Dichiarazione di interdipendenza

Mai come oggi l’umanità ha avuto a disposizione tante risorse materiali e competenze tecnico-scientifiche. Considerata nella sua globalità, essa è ricca e potente come nessuno nei secoli passati avrebbe potuto mai immaginare. Non è detto che sia anche più felice. Tuttavia, non c’è nessuno che desideri tornare indietro, poiché ognuno si rende conto che di giorno in giorno si aprono sempre maggiori e nuove potenzialità di realizzazione individuale e collettiva.

Eppure, nonostante ciò, nessuno è disposto a credere che questa accumulazione di potenza possa essere perseguita indefinitamente senza che, in una logica immutata di progresso tecnico, si ritorca contro se stessa e metta a repentaglio la sopravvivenza fisica e morale dell’umanità. Le prime minacce che incombono su di noi sono di ordine materiale, tecnico, ecologico ed economico. Minacce entropiche. Ma noi siamo molto più impotenti nell’immaginare delle risposte adeguate al secondo tipo di minacce. Alle minacce di ordine morale e politico. A quelle minacce che potremmo definire antropiche.

Il problema numero uno

Sotto i nostri occhi c’è un’evidenza accecante: l’umanità ha saputo realizzare dei progressi tecnici e scientifici sorprendenti, ma resta ancora incapace di risolvere il suo problema fondamentale: come gestire la rivalità e la violenza tra gli esseri umani? Come convincerli a cooperare, pur consentendo loro di contrapporsi senza massacrarsi? Come contrastare l’accumulazione della potenza, ormai illimitata e potenzialmente auto-distruttiva, contro gli uomini e contro la natura? Se l’umanità non saprà trovare una risposta a questi interrogativi, è destinata a scomparire. E questo proprio quando si sono create tutte le condizioni materiali di un benessere generalizzato, purché si prenda coscienza della loro finitezza.

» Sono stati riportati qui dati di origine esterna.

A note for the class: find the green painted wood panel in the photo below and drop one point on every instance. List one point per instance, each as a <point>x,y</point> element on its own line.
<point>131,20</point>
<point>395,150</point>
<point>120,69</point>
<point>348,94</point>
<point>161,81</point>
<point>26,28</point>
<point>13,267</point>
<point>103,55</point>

Abbiamo a disposizione molteplici elementi di risposta, che nel corso dei secoli sono stati apportati dalle religioni, dalle morali, dalle dottrine politiche, dalla filosofia e dalle scienze umane e sociali. Così pure, le iniziative che si muovono in direzione di un’alternativa all’attuale organizzazione del mondo sono innumerevoli, promosse da migliaia e migliaia di organizzazioni o associazioni, e da diecine o centinaia di milioni di persone. Queste iniziative si presentano sotto varie denominazioni e ai più diversi livelli: la difesa dei diritti dell’uomo, del cittadino, del lavoratore, del disoccupato, della donna o dei bambini; l’economia sociale e solidale con tutte le sue componenti: le cooperative di produzione o di consumo, la mutualità, il commercio equo, le monete parallele e complementari, i sistemi di scambio locale, le innumerevoli associazioni di mutuo soccorso; l’economia cognitiva dei network (cfr. Linux, Wikipedia, ecc.); la decrescita e il post-sviluppo; i movimenti slow food, slow town, slow science; la rivendicazione del buen vivir, l’affermazione dei diritti della natura e l’elogio della pachamama; l’altermondialismo, l’ecologia politica e la democrazia radicale, gli indignados, Occupy Wal Street; la ricerca di indicatori alternativi di ricchezza, i movimenti della trasformazione personale, della sobrietà volontaria, dell’abbondanza frugale, del dialogo tra le civiltà, le teorie del care, la nuova concezione dei “beni comuni” (commons), ecc.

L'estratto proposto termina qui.